Hellsehen. Gefeiert von jenen, die als „Corona-Leugner“ gescholten werden und verdammt von denen, die lieber zu viele Schutzmaßnahmen vor dem Virus installiert sehen wollen als zu wenige, das ist der italienische Philosoph Giorgio Agamben. Die taz stellt Agamben in eine Reihe mit Attila Hildmann, Ken Jebsen, Sucharit Bhakdi. Mit ironischem Ton heißt es, sie hätten gewarnt vor „der Aussetzung der Grundrechte, der Zerstörung des zivilen Lebens, der Entmündigung des Individuums“. Und in der Tat ist Agambens Zusammenstellung von Zeitungstexten und Interviews von einer Hellsichtigkeit gekennzeichnet, die in der Pandemie ihresgleichen sucht.
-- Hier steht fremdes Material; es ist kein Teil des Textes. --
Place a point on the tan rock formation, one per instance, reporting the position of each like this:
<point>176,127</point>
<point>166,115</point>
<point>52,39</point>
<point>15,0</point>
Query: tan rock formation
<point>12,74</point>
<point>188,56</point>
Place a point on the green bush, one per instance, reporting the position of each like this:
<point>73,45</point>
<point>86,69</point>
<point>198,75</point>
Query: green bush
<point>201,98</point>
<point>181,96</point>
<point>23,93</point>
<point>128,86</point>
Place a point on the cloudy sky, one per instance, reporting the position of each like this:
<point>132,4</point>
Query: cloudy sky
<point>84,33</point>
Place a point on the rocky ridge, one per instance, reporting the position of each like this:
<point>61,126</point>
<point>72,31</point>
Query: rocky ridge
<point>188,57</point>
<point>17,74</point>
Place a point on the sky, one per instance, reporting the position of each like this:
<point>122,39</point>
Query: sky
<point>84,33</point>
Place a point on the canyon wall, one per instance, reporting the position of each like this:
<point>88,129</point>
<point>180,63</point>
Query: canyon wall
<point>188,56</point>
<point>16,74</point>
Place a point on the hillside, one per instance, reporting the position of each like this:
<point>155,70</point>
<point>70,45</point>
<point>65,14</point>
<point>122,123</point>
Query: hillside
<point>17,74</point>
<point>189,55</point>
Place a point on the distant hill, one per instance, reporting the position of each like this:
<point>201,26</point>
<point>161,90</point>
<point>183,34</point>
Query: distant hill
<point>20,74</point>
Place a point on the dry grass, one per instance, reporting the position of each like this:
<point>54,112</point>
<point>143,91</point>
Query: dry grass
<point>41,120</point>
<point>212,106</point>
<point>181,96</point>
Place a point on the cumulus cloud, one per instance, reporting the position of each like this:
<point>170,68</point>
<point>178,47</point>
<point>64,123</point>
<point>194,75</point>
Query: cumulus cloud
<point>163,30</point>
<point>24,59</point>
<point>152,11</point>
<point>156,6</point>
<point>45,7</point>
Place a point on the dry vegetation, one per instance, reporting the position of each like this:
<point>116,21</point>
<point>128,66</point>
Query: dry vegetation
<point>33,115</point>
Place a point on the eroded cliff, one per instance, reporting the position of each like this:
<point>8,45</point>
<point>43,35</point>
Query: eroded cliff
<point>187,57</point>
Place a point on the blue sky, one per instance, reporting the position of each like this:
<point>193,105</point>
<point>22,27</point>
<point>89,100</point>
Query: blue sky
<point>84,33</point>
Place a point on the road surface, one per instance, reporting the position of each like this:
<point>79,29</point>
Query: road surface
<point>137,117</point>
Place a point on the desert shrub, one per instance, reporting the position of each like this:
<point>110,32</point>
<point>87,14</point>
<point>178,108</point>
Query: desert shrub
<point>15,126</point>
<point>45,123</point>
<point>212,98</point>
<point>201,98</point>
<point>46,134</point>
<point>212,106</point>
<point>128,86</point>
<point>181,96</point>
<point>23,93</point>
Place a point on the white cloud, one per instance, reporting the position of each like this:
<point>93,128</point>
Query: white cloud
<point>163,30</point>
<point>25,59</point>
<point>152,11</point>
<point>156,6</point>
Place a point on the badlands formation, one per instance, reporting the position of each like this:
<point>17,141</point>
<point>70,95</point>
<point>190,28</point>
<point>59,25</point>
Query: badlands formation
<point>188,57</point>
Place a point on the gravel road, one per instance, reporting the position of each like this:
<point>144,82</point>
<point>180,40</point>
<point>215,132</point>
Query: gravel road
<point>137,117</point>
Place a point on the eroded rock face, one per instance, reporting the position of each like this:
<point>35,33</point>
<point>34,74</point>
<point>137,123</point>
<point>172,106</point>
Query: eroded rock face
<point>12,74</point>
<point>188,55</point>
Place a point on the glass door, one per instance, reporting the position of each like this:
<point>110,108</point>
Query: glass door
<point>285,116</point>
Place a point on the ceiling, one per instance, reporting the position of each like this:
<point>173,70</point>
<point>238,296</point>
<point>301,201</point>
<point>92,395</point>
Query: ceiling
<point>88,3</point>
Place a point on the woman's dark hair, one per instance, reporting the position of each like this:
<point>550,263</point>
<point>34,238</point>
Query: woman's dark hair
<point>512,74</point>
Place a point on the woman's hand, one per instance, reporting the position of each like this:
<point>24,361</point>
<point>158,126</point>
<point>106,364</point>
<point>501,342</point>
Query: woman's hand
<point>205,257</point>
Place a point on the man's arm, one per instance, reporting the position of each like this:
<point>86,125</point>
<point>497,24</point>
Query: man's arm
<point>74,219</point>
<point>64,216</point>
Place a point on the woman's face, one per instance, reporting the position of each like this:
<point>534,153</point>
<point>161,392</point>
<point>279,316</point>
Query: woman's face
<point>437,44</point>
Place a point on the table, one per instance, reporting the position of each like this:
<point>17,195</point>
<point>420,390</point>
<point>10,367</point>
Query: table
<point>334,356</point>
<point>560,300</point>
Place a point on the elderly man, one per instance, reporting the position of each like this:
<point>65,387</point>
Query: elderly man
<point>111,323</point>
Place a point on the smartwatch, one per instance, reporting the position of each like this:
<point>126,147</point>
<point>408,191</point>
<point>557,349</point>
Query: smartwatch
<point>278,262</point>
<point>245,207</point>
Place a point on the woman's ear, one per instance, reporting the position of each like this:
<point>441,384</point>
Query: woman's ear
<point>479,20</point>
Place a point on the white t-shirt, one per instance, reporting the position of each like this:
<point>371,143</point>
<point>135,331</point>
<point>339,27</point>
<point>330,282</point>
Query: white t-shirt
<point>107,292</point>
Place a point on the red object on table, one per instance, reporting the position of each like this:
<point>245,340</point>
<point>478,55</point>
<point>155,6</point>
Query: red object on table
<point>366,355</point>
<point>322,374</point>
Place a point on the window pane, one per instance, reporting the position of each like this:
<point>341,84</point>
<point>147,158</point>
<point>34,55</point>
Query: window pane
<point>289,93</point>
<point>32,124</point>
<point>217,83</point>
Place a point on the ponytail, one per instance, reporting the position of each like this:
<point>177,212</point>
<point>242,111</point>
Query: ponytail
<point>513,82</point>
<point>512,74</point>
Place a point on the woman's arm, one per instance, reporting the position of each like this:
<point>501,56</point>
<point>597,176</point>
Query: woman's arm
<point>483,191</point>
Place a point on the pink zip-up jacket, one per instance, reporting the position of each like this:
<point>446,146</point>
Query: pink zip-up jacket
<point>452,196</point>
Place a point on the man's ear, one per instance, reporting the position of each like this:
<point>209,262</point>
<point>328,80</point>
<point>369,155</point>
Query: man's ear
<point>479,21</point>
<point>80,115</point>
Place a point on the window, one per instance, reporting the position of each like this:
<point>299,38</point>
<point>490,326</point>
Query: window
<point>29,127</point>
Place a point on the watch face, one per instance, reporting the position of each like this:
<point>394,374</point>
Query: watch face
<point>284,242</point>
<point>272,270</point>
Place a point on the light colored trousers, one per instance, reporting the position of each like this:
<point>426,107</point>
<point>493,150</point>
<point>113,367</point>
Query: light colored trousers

Doch bereits im Vorwort macht der Autor von „Homo sacer“ (sein Hauptwerk von 1995 über Totalitarismus und Biopolitik) klar: „Wenn die vorherrschenden Kräfte dieser Welt die Pandemie – ob sie tatsächlich oder nur scheinbar eine solche ist – bewußt zum Vorwand genommen haben, ein völlig neues Paradigma zu schaffen, wie Menschen und Dinge zu regieren sind, dann deshalb, weil sich die alten politischen Modelle aus ihrer Sicht in einem unaufhaltbaren Niedergang befanden.“ Kurz: Er ist kein Leugner der Pandemie, sondern ein klarsichtiger Kritiker der Maßnahmen und der Neuordnung. (mp)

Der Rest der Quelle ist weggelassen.